ChatGPT related, part three.
I really haven’t been able to keep up with much of the technical mechanics of all the different “large language models” everyone is so rightly interested in these days. Therefore, my opinions here might not be fair to the widespread idea that the interesting recent “AI” model outputs we’re seeing, arise from “unexpected” and emergent phenomena, once these models are scaled up to the tens of billions in their number of tunable parameters. The story, as I have it, is that harvesting all the text on the public internet, as well as other various sources of text, and using this text data to train models of word prediction—i.e. predicting the next 1–3 most likely words that historically would come next—and then scaling up these models in size, afforded by using selective attention mechanisms, is responsible for significantly improved word prediction accuracy, or lengthening the distance into the future words predicted to appear in a sentence or paragraph. The important scientific claim being that these models “somehow” jump from “just” predicting words, to intelligently applying knowledge learned from predicting words to shape functional roles for those words, effectively bootstrapping a recurrent process of incremental “semi-supervised” improvement using feedback from the iterated predictions. That’s roughly what I think is the dominant narrative about what is happening with these models.
I think that’s probably true a bit. But, I think there’s a less exciting interpretation, or alternative hypothesis at least, that might be generously garnered from Noam Chomsky’s comments on this topic. I admit that I’m conjecturing all this from ridiculously truncated soundbites that I vaguely remember from a couple months ago, but ignorance also excusably facilitated by little obstacles like New York Times paywalls for example. His stance appeared to me to fit a classic pattern of needlessly cantankerous and cryptic positions, but, positions that are also very easy to misunderstand, and that have previously become honeypots for intellectuals that underestimate how well Chomsky usually covers his bases. I believe he referred to these “LLM” models as producing types of glorified plagiarism, or something like that. As nobody has the time to look into the nuance of statements like these, that don’t seem to directly address the central issue of “emergent” language entities, probably nobody has looked into the matter further, and just moved on. “Chomsky is getting old, and last I came across him he seemed to be late in understanding the Ukraine situation, so he must be just babbling or something due to age, so I’ll just see what’s up on Tik Tok again”, someone might say upon seeing the issue come up derisively in r/machinelearning or Scott Aaronson’s blog. As I say though, it is my experience that Chomsky often has a safe, wise, conclusion in mind when he says something easily perceived as provocative. Even with his Ukraine opinions, one could say he had a responsibility to be last on board with anything, so he wasn’t wrong at all about being very skeptical about what was happening with that.

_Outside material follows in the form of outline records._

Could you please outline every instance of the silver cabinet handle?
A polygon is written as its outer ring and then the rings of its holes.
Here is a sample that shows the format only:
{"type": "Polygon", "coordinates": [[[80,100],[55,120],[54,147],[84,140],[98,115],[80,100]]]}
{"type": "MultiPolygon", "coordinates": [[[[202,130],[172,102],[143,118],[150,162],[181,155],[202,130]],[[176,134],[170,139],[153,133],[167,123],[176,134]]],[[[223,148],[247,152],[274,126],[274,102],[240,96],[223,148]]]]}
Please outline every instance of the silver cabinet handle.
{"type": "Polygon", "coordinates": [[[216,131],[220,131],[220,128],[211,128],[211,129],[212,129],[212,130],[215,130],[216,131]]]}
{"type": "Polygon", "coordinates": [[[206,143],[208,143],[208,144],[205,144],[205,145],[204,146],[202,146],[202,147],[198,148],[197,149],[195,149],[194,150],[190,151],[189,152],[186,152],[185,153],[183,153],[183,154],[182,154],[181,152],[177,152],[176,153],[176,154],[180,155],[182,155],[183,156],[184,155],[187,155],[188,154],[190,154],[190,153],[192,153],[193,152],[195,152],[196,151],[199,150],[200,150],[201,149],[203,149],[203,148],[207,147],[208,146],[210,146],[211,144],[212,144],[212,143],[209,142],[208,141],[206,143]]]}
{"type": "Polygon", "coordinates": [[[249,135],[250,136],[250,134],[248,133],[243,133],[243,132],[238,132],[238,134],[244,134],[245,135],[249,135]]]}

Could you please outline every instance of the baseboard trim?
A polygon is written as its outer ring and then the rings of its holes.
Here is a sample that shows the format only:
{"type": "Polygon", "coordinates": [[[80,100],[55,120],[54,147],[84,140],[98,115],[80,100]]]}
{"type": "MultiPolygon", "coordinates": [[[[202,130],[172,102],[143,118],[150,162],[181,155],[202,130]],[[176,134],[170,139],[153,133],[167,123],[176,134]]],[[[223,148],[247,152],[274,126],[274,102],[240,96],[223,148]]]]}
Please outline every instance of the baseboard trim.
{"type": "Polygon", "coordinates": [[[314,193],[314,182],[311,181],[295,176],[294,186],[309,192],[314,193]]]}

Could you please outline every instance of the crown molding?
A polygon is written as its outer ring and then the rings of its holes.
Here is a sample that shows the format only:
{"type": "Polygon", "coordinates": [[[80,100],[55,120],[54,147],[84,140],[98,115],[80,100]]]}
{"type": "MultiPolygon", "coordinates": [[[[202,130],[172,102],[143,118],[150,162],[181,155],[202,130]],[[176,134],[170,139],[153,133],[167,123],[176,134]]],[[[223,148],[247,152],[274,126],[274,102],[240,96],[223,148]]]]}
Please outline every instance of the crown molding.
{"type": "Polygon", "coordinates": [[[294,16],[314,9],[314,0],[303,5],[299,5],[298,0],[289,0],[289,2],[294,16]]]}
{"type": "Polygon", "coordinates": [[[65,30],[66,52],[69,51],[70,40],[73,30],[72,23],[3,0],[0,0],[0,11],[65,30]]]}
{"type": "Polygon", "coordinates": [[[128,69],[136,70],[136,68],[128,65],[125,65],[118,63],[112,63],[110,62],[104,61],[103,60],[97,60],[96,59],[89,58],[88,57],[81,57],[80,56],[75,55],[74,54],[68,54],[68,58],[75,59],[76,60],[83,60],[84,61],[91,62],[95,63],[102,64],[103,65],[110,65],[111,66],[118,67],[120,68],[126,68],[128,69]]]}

In this case of recent LLM performance, I think one could connect his seeming dismissiveness to some of his previous “infuriating” positions on the topic of our “cognitive limits”. Nobody likes that topic I find, because it doesn’t feel like it could possibly feel mentally stimulating to study something that immediately is impossible to study. But what if GPT, scaled up an order of magnitude, is really just exceptionally good at plagiarism, like he’s saying? Where we as individuals just don’t know all the different writings there have been on millions of topics, so we just can’t really see the plagiarism, unless on a topic we’re intimately familiar with? Our individual cognitive limit is exceeded in this case, so we’re inclined to see magic, but it’s just plagiarism. Thus, the “babbling” about cognitive limits matters.

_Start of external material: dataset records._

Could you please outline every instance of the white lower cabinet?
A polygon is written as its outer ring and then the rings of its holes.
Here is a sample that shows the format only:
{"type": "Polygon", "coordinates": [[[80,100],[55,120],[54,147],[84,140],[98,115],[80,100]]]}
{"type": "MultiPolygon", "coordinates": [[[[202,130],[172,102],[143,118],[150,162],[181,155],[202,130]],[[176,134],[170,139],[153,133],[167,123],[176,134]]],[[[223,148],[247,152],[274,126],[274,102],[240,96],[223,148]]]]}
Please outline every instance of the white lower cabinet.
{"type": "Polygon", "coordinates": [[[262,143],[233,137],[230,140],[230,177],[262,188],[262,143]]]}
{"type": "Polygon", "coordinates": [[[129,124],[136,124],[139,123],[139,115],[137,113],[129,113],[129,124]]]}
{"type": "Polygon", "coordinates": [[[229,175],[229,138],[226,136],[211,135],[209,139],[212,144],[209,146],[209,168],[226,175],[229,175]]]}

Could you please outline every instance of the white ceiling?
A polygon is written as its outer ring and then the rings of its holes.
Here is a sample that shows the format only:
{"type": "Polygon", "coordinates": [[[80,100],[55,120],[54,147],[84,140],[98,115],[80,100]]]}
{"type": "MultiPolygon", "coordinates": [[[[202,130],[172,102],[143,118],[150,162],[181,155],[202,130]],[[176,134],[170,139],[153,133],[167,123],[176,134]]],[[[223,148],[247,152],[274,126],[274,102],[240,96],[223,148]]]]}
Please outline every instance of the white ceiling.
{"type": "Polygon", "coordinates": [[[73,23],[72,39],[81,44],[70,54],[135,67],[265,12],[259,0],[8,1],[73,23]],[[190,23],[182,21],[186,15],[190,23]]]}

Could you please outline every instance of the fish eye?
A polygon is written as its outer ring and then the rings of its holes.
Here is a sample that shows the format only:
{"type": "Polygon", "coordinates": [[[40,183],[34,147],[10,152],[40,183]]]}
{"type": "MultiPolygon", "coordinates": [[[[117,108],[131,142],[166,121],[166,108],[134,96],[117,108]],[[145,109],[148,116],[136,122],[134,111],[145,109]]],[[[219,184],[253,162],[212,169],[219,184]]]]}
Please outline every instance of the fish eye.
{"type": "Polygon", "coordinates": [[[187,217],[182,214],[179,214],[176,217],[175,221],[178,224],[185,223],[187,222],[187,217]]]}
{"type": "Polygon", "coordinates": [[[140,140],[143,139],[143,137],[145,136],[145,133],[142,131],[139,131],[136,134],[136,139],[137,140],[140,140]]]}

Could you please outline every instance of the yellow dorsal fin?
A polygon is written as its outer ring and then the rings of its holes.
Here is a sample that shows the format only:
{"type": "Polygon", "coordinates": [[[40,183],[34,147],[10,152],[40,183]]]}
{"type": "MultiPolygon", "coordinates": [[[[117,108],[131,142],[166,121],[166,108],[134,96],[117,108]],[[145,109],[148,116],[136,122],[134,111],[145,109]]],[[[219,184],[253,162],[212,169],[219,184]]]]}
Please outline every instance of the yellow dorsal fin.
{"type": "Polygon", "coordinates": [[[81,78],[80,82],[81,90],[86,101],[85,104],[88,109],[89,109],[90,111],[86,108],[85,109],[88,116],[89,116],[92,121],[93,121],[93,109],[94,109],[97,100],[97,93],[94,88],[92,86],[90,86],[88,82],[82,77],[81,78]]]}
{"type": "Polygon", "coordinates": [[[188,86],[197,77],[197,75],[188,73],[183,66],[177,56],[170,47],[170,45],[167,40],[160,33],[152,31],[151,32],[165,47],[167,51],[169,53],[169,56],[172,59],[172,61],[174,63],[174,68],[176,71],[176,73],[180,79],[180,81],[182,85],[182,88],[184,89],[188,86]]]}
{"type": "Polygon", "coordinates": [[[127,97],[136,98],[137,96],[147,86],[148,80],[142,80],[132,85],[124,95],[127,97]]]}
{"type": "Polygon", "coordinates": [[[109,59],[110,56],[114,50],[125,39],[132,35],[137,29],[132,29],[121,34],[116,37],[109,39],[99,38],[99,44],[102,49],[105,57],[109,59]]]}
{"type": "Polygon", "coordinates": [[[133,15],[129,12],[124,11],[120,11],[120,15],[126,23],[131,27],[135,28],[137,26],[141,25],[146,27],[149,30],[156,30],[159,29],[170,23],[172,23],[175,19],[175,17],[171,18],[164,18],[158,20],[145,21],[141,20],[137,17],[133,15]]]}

Probably both of these hypotheses have some truth to them. But who knows because there’s hardly time to read all the expert thoughts on the matter, especially when important models aren’t even public, and experts are disagreeing or fighting for attention or confused. I think the super-plagiarism metaphor should be like a null hypothesis we can do some comparisons with later on, and rather we should keep the focus on what it means to coexist in a society with entities that can only be understood if we collectively share our expertise. That’s what I’m getting at here.
If my ignorance is showing, do enlighten me. I freely admit that I’m conjecturing about things I could really look more closely at. I just don’t have time to look really, as the pace of things can take on the look of a hopeless shell game.
Noam Chomsky reference remarks about ChatGPT:
Chomsky reference passage on cognitive limits, with bonus me dancing.
Other videos I’ve been kind of watching:
Papers recently read:
None on this topic in months, but some of the ML playlist videos are visually focused on relevant pdfs and I am surprised by some of what I have seen in them. For example, simply having GPT-4 reflect on what it has just said, really noticeably makes a difference. I mean, of course, but still, it was a striking contrast with the claim that GPT-3 didn’t really improve using this reflection technique. The comparison graph is in one of the recent papers about ChatGPT and reflection, and discussed in one of the recent ML playlist videos linked above. No time to serve it to you on a silver platter tonight. I’ll edit this later if nuance is needed.